Additionally, former Center Executive Director Clarence Ditlow and Ralph Nader published The Lemon Book in 1980 to educate drivers on how to avoid buying a "lemon" and what to do if they purchase one.

=== Recalls ===
The Center for Auto Safety has been involved in many campaigns to pressure automakers and NHTSA to issue recalls on dangerous car parts.

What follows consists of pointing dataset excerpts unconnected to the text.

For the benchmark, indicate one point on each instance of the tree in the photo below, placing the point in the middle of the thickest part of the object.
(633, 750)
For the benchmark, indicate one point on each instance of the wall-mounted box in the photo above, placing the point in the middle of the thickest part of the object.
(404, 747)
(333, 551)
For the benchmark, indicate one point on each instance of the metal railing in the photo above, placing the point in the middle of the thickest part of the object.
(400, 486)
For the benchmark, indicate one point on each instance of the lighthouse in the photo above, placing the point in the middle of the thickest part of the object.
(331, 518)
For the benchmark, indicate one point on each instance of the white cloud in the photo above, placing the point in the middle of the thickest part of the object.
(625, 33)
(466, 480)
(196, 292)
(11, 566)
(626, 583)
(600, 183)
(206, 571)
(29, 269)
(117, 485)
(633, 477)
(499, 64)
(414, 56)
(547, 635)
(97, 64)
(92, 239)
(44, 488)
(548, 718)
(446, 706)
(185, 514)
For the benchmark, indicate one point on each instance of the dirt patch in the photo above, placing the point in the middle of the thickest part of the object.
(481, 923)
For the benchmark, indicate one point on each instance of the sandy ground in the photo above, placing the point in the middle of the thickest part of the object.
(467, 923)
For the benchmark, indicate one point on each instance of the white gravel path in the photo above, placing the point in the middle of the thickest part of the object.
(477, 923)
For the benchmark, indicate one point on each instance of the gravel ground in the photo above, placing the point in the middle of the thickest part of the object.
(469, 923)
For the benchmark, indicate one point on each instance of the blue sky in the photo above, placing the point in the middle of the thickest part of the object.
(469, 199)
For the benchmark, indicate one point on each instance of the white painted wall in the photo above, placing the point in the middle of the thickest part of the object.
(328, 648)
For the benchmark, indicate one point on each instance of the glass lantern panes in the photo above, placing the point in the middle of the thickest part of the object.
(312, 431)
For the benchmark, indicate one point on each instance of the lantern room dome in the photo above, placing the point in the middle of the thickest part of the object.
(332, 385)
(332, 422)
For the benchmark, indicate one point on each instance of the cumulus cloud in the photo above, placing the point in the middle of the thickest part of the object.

Throughout its history, the Center has played a major role in numerous recalls including 6.7 million Chevrolets for defective engine mounts, 15 million Firestone 500 tires, 1.5 million Ford Pintos for exploding gas tanks, 3 million Evenflo child seats for defective latches.

More recently, the Center was the main proponent for recalls of 7 million Toyotas for sudden acceleration, 2 million Jeeps for fuel tank fires, 11 million GM vehicles for defective ignition switches, and over 60 million exploding Takata airbag inflators.

== Accomplishments ==
The Center for Auto Safety counts numerous far-reaching efforts among its successes:

- "Lemon laws" enacted in all 50 states
- State laws requiring auto manufacturers to disclose "hidden" warranties to consumers
- The Firestone tire recall
- The Ford Pinto recall due to its dangerous gas tank design
- Exposure of a potentially lethal gas tank design in General Motors pickup trucks
- Improved U.S. highway safety standards administered by the U.S. National Highway Traffic Safety Administration (NHTSA)
- Recall of Jeep vehicles with fuel tanks that could explode in rear impact
- Pressuring General Motors to take action on their faulty airbags and ignition switches
- 40 years of annual publication of The Car Book to inform drivers of the safety of specific models
- Better protection for drivers against rollover and roof crush in SUVs
- Maintaining an online database of vehicle safety complaints submitted to the Center
- Wrote Small—On Safety: The Designed-in Dangers of the Volkswagen.